Así lo manifestó el prelado Jorge Oesterheld, vocero de la Conferencia Episcopal Argentina (CEA), que inició hoy en su sede porteña la 163ª reunión de la Comisión Permanente para analizar principalmente temas vinculados a la vida de la Iglesia argentina.

«Los obispos de todo el país sostienen que hay divisiones importantes en la sociedad. Siempre hay conflictos pero hay que solucionarlos. Fue un mensaje para toda la sociedad, no para el Gobierno», explicó.

El presbítero explicó que la veintena de obispos que llevan adelante el encuentro no tienen previsto «hablar de la reunión con el Gobierno», en su única referencia a la visita que el arzobispo de Santa Fe José María Arancedo y la cúpula de la CEA realizará el próximo 18 de diciembre a la Casa Rosada.

«Hoy no está previsto en el plenario hablar de la reunión con el Gobierno. Hoy se pautarán las actividades para el año que viene», sostuvo Oesterheld.

En esta primera jornada -la reunión finalizará mañana-, los obispos hablaron sobre el Congreso Eucarístico Nacional 2016, las acciones pastorales realizadas en cada diócesis o región por el «Año de la Fe», analizaron un informe de la Comisión Episcopal de Liturgia, y otros detalles brindados por las Comisiones Episcopales.

Asimismo, el vocero del máximo organismo eclesiástico argentino explicó cómo surgió la reunión con la jefa de Estado, después de las distintas versiones que trascendieron sobre la fecha de realización. «Nosotros le mandamos a la Presidenta el documento y contestaron rápidamente para reunirnos. La idea es saludarla para Navidad y entregarle el documento. El año pasado nos reunimos con ella», recordó sobre la visita de Arancedo a la Casa Rosada, días después de haber asumido como titular de la CEA.

La reunión, última de la Iglesia en este 2012, está enmarcada en una semana donde la relación con el Gobierno nacional quedó en el centro de la tormenta luego de la presentación, el jueves pasado, de un documento crítico elaborado por el Episcopado, en el que advirtió sobre la posible división del país en «bandos irreconciliables».

El oficialismo cuestionó y minimizó las palabras de la Iglesia, y además de considerar que «a nadie le importa», lo vinculó con el «7D», mientras que la Presidente no se pronunció.

El vicepresidente, Amado Boudou, y el senador del Frente para la Victoria Aníbal Fernández fueron las principales voces del oficialismo que respondieron al documento.

«¿Qué documento?

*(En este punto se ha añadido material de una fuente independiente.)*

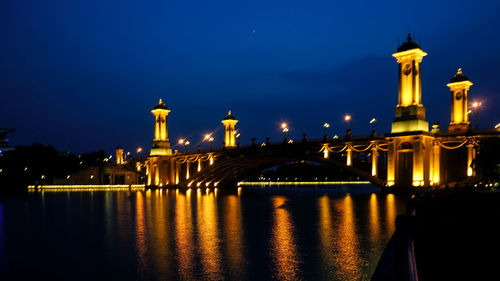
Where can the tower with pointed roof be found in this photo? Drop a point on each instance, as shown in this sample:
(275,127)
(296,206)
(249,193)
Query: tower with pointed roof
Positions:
(459,87)
(409,112)
(229,133)
(161,143)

A nadie le importa», respondió Boudou al ser consultado por la prensa sobre el documento de la Iglesia, luego del acto que encabezó la presidente Cristina de Kirchner el último jueves por la noche en el Museo del Bicentenario.

Por su parte, Fernández relacionó el texto con lo que sucederá el próximo viernes, cuando caiga la medida cautelar interpuesta por el Grupo Clarín contra la cláusula de desinversión de la Ley de Medios, debido a la advertencia del documento sobre posibles «inhibiciones a la libre expresión».